L’histoire des enfants de Hủrin appartient à l’ensemble des légendes des Jours Anciens qui ont déjà été publiées sous des formes diverses, intégrées au Silmarillon, ou aux Contes et légendes inachevés mais qui restent assez largement méconnus de ceux qui ne connaissent pas, ou peu Tolkien. Il est vrai que la forme de ces textes les rend difficile d’accès, et complexes même pour les passionnés. Au sein de ces légendes, quelques textes se détachent, plus précis, plus longs que les autres. L’histoire de Beren et Lủthien, celle de la chute de Gondolin, et l’histoire de Tủrin et Niënor les enfants de Hủrin. C’est sur cette dernière que Christopher Tolkien s’est penché : il a compilé les versions existantes, les brouillons et notes de son père pour nous donner ce récit, sans autre intervention de sa part. Son explication en postface de sa démarche et de son travail est d’ailleurs passionnante.
Mais assez de bavardages, revenons en au texte lui-même qui est donc bien celui de Tolkien père.

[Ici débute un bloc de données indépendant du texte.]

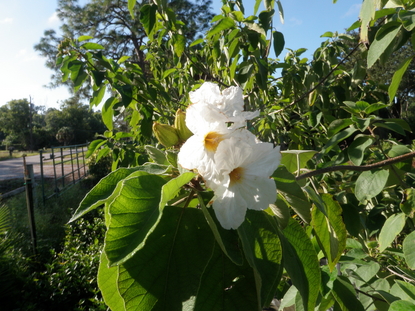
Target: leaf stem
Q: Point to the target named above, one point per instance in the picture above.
(361, 168)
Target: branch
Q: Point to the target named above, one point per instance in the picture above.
(320, 82)
(357, 168)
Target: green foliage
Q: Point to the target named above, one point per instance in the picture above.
(339, 234)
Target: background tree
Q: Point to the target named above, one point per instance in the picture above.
(110, 24)
(17, 119)
(65, 135)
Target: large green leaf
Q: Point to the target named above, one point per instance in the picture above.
(148, 18)
(107, 283)
(136, 211)
(356, 150)
(300, 261)
(408, 203)
(345, 295)
(384, 38)
(167, 271)
(367, 13)
(402, 305)
(369, 184)
(330, 230)
(392, 227)
(223, 24)
(334, 140)
(131, 4)
(397, 77)
(262, 248)
(288, 187)
(228, 240)
(105, 189)
(294, 160)
(409, 249)
(403, 290)
(279, 42)
(226, 286)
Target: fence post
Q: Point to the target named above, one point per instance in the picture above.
(28, 169)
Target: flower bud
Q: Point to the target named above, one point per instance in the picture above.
(165, 134)
(180, 125)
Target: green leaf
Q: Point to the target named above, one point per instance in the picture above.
(402, 305)
(223, 283)
(369, 184)
(156, 155)
(407, 204)
(279, 42)
(407, 288)
(392, 227)
(179, 43)
(256, 6)
(294, 160)
(374, 107)
(101, 191)
(334, 140)
(83, 38)
(327, 34)
(108, 112)
(367, 13)
(131, 4)
(300, 261)
(136, 211)
(288, 187)
(338, 125)
(281, 11)
(397, 78)
(356, 150)
(409, 249)
(330, 230)
(167, 271)
(107, 283)
(92, 46)
(391, 125)
(223, 24)
(148, 18)
(384, 38)
(345, 295)
(262, 248)
(228, 240)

Aux jours anciens, quelques 6 500 ans avant que n’ait lieu la quête de l’Anneau, naît Tủrin fils de Hủrin de la maison de Hador. En ces temps de guerres où les sombres desseins et la main de Morgoth s’étendent sur les terres des hommes et des elfes, son destin est lié à la malédiction que le Noir Ennemi fait peser sur sa famille après que son père l’ait défié.

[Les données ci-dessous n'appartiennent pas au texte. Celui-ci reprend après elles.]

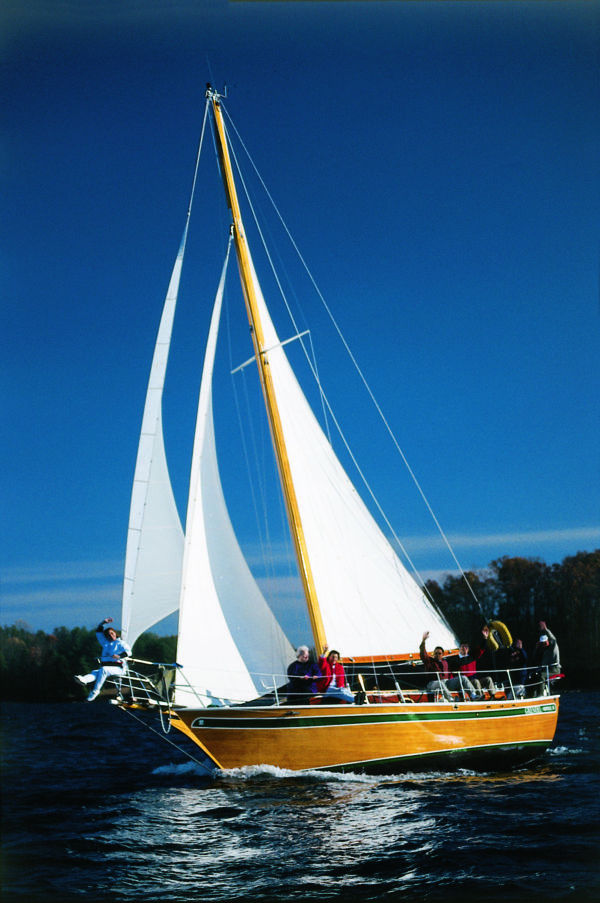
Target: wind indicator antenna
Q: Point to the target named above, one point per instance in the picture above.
(213, 93)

C’est une bien sombre histoire que celle de Tủrin et de sa sœur Niënor. Dès leur enfance, ces deux enfants de seigneur vont être confrontés à la guerre, à la souffrance, à l’errance. Tủrin, envoyé par sa mère Morwen chez le roi elfe Thingol et la reine Mélian va grandir en force, en intelligence, mais certes pas en sagesse, pénétré qu’il est de la fierté et de l’orgueil de sa maison. A tous ceux qu’il aime, il apporte le malheur. A tous ceux qui lui offrent abri et sécurité, il amène la souffrance. Même caché sous d’autres noms que celui que lui ont donné ses parents, la malédiction de Morgoth l’aveugle. L’amour qui va naître entre lui et sa sœur Niënor qu’il n’a pas connue et qui a perdu toute mémoire n’est finalement que la dernière touche à l’œuvre de Morgoth. Bien avant cela, la vie des enfants de Hủrin n’est que malheur, échec.

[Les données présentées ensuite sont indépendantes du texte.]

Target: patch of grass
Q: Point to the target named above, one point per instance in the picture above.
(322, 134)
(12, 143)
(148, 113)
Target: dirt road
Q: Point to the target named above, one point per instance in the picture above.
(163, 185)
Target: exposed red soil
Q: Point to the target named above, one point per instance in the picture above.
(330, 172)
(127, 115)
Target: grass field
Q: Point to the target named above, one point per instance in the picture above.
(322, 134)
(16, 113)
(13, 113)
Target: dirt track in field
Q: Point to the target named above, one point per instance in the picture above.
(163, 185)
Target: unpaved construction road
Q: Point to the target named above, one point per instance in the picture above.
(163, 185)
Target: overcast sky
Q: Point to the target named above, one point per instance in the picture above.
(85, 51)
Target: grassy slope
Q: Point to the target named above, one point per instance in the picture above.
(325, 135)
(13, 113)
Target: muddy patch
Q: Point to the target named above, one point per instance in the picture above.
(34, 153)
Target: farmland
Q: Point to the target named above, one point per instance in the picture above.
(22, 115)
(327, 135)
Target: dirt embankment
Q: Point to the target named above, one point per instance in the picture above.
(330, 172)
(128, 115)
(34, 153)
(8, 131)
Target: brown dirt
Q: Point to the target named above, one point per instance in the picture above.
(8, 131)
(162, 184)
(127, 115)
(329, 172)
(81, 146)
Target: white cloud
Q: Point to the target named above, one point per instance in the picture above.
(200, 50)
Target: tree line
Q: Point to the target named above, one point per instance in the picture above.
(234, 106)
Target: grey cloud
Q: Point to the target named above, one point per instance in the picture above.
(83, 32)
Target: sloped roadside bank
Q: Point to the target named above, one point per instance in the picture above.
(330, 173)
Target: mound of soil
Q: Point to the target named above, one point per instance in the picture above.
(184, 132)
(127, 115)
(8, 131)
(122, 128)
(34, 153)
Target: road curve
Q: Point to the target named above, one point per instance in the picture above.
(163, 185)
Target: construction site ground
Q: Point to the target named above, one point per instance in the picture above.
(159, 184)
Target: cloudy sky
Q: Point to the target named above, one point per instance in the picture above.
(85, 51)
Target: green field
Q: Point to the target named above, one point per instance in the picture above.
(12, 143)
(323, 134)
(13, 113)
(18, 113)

Ceci étant, on peut parfois se demander si la malédiction de Morgoth n’a pas fait que mettre au jour la malédiction que Tủrin et Niënor portent en eux, celle de leur sang, celle d’une race d’homme forts, honorables et compatissants, mais orgueilleux et fiers, sûrs de leur intelligence, de leurs droits et de leurs actes. Tủrin chute, mais c’est aussi parce qu’il refuse d’écouter ceux qui sont attachés à lui. La voix de la sagesse ne l’atteint pas, et il court de fait au devant de la volonté de Morgoth. J’ai compati avant de le détester, puis d’être horrifiée et attristée. Il y a des résonances mythologiques dans ce récit. On pense à Œdipe, aux dieux égyptiens et romains, et à bien d’autres histoires qui avant Tolkien ont parlé de ces incestes ignorés par les intéressés. Il y a les questions du destin, de la liberté. Mais surtout, il y a la plume de Tolkien, l’émerveillement à découvrir tout un aspect de l’histoire d’Arda, de mieux connaître ces rois et reines, ces héros des temps anciens, Gondolin, Nargothrond, les terres immergées à l’époque de Frodon et de ses compagnons. Et cela même s’il n’y a pas de réelle surprise : l’histoire qui est contée ici avait déjà été publiée. Mais sous une autre forme, plus elliptique. Le plaisir est d’autant plus grand d’accéder avec une plus grande facilité à ce texte. Il peut être une porte d’entrée dans l’univers de Tolkien : une manière de faire connaissance avec son style, avec son univers. D’autant que préface et introduction donnent quelques clés de compréhension et d’histoire précieuses. Mais, je pense aussi qu’une partie du plaisir est celui de faire entrer en résonance ce récit avec l’ensemble de l’œuvre de Tolkien. Mieux vaut sans doute commencer par Bilbo le Hobbit ou par Le Seigneur des Anneaux que par Les enfants de Hủrin. Encore que…
A noter, le texte est illustré par Alan Lee.